AN obstetrician who apologised to a couple whose son died in a leading private hospital was last year found guilty of professional misconduct in the cases of two different women.
Dr Gerry Rafferty, pictured, known for his flamboyance and for driving an Italian Maserati sports car, was found guilty of five separate allegations of professional misconduct by a Medical Council Fitness to Practise Committee Inquiry in relation to the treatment of two women.
Five other allegations that were made against him at the same hearing were not proven.
One of the women, Michelle Howe, told the inquiry how she had to be rushed to hospital for surgery to remove a section of a fallopian tube.
She said she made the complaint against Dr Rafferty "so the same thing never happens to another woman".
The inquiry heard that less than 24 hours after she was assured by Dr Rafferty that her pregnancy was "non-continuing" but not ectopic, her husband had to rush her to hospital where she underwent an emergency procedure to remove a section of her fallopian tube.
An ectopic pregnancy is where an embryo develops outside the womb.

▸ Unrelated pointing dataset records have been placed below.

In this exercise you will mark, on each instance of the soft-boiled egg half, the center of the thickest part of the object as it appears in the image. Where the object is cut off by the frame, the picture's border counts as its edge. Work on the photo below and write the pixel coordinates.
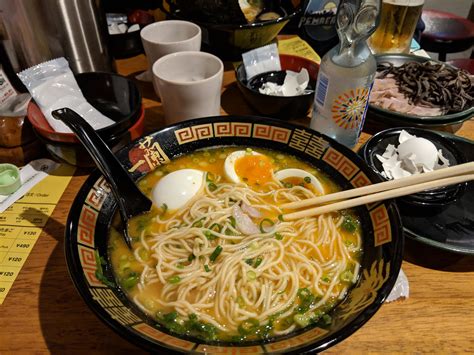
(299, 177)
(249, 167)
(177, 188)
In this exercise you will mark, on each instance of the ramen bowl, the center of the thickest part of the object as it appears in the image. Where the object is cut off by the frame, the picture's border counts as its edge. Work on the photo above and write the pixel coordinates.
(113, 95)
(75, 153)
(90, 218)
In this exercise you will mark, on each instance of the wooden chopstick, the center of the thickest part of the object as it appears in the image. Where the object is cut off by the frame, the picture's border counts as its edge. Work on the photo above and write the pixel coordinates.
(461, 169)
(387, 194)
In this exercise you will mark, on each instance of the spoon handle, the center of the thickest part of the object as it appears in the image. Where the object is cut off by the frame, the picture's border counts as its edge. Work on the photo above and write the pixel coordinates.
(131, 201)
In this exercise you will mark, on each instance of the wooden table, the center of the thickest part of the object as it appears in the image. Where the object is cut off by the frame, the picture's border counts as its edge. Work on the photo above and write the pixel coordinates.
(44, 313)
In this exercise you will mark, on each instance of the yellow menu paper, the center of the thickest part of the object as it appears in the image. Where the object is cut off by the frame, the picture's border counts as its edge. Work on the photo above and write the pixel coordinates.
(21, 224)
(297, 46)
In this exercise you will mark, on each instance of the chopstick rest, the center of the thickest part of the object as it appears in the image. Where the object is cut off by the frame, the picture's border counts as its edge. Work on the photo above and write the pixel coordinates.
(9, 179)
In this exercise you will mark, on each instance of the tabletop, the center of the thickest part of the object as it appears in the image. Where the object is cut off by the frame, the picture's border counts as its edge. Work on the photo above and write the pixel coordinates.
(43, 313)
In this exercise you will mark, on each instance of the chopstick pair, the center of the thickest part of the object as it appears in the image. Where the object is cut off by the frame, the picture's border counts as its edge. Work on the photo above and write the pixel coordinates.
(381, 191)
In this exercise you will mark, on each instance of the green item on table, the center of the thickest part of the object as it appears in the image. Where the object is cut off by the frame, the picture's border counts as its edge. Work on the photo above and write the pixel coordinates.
(9, 179)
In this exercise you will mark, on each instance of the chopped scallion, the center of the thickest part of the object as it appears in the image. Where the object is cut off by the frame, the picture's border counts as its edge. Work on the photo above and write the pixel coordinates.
(215, 253)
(164, 208)
(198, 223)
(216, 227)
(209, 235)
(174, 279)
(347, 276)
(266, 221)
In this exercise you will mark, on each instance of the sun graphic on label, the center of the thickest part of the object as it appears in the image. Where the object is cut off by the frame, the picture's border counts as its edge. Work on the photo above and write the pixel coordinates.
(348, 109)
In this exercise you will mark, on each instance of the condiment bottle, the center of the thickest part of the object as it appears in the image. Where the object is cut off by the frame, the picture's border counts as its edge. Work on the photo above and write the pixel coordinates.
(346, 74)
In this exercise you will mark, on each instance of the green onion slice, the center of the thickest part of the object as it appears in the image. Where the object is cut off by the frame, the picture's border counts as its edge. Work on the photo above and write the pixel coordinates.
(215, 253)
(174, 279)
(266, 221)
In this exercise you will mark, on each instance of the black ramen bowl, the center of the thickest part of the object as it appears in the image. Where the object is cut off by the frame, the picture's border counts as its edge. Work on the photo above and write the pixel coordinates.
(283, 107)
(113, 95)
(226, 39)
(439, 197)
(395, 119)
(76, 154)
(91, 214)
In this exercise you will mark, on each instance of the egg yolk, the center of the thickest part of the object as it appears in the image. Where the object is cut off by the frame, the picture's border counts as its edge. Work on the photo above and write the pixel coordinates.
(254, 169)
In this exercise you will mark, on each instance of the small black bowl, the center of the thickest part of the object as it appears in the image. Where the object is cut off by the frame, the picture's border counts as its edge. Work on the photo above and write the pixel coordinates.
(126, 45)
(283, 107)
(225, 38)
(430, 198)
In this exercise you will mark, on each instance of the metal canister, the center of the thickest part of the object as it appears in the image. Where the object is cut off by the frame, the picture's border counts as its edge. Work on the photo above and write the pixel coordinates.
(34, 31)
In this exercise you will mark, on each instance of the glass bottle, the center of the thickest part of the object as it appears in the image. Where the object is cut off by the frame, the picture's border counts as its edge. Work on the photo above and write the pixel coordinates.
(346, 74)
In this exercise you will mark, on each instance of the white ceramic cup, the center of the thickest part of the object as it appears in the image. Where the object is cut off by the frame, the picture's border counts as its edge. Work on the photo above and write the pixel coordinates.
(170, 36)
(189, 84)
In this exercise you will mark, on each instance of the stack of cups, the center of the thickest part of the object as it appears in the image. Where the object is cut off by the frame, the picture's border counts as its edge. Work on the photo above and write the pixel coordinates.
(187, 81)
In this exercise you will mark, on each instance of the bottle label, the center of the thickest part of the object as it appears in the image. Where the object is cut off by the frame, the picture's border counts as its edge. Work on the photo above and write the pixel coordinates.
(345, 101)
(6, 89)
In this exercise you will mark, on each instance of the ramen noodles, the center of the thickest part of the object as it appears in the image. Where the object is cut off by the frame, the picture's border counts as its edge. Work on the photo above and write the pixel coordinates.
(225, 265)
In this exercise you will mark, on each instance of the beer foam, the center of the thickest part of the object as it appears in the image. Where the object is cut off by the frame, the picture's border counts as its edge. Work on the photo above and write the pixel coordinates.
(404, 2)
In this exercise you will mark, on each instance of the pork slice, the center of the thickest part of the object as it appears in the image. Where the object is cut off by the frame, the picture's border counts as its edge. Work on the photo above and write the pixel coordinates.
(384, 84)
(425, 111)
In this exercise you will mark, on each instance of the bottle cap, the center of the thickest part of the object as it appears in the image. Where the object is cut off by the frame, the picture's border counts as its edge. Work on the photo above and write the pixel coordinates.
(9, 179)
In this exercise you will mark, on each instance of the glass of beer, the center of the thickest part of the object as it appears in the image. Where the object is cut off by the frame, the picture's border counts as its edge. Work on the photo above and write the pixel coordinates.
(398, 21)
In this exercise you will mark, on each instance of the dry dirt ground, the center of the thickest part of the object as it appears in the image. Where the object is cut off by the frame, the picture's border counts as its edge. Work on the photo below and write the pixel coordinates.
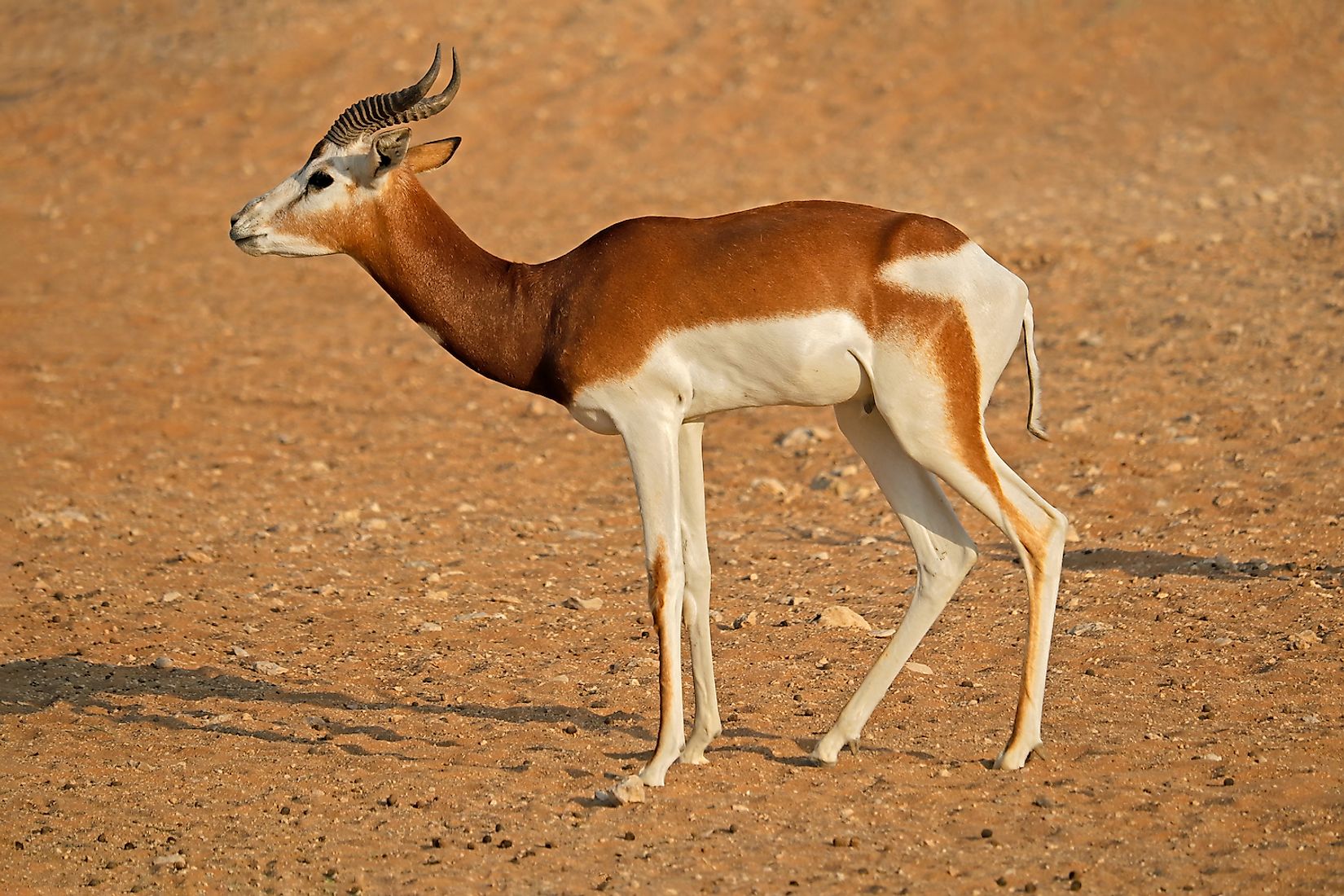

Ms Howe told the inquiry in April last year that the following day Dr Rafferty "came in and sat down" and said "so it was an ectopic pregnancy".
Ms Howe told the inquiry that Dr Rafferty then told her: "The outcome would have been the same."
"I told him I wouldn't have had to have emergency surgery and a blood transfusion, my life had been put at risk and a lot of stuff was unavoidable," she said in evidence.
The Fitness To Practise Committee of the Medical Council found that four allegations in relation to Dr Rafferty's treatment of Ms Howe were proven as to fact and constituted professional misconduct.
Another allegation of professional misconduct was also found proven in relation to the treatment of another patient, Cathy Coyle.
He failed to refer her to a urologist following tests that showed one of her kidneys was not working properly.
The tests were carried out after a hysterectomy Dr Rafferty performed on Ms Coyle in July 2007, during which she sustained damage to her ureter, a tube that links the kidneys with the bladder.
The following year a urologist at St James's Hospital discovered that one of her kidneys had permanently ceased functioning. During the case, Dr Rafferty had denied all but one of the allegations but the Fitness to Practise Committee stated that it found Dr Rafferty's evidence to be "inconsistent and lacking in credibility in significant respects".
The decision of the Fitness to Practise Committee was forwarded on to the board of the Medical Council to decide on what sanction to impose on Dr Rafferty.
The case subsequently came before the High Court in Dublin which confirmed the Medical Council Board's sanction that Dr Rafferty be allowed to continue to practise with the provision that he must comply with a number of undisclosed conditions.